-Estuviste bien -oyó que le decían.
Trataba de amarrarlo, pero las formas se le mezclaban y cuando volvió a separar los colores sonó una estampida como choque de trenes y el horizonte se tornó blanco en menos de medio segundo, un blanco más intenso que el foco que pendía sobre su cabeza. En medio de la profundidad le asomaba una duda: no sabía bien si estaba estirando de nuevo los brazos o si dormía plácidamente en la cama que compartía con su hermanito. Algo le ordenaba levantarse, no era de hombre quedarse dormido mientras lo observaban desde arriba; tal vez se hallaba en el quirófano y la orden era no mover un solo músculo hasta que el doctor de humita que movía los labios no completara su tarea.
De la galería surgía un murmullo melancólico. La fiesta estaba terminando y ya era hora hora de marchar a casa, alumbrados todos por esa luz menor de faroles provincianos que llevan directo a la miseria.
Él se disculpó:
-Lo tenía listo, me calzó en un descuido, pero me le hace que a la otra lo boto yo, profe...

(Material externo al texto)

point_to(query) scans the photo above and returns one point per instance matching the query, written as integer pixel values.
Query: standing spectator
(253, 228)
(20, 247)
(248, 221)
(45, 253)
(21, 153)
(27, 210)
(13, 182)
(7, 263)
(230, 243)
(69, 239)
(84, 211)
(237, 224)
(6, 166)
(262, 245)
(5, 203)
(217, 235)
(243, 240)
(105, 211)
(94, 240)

Mi nombre no tiene importancia, mi edad tampoco. Sólo diré que mi título de Vicioso y Hombre Malo me fue conferido, tras estudiar la vida entera en su academia, por una milenaria formalidad ideada naturalmente por los hombres. Y que si de algo soy testigo es de un derrumbe moral que me ataca por todos los flancos y me obliga a sumarme a él, en el entendido de que la verdad no es otra cosa que aquello que todos tratan de ocultar.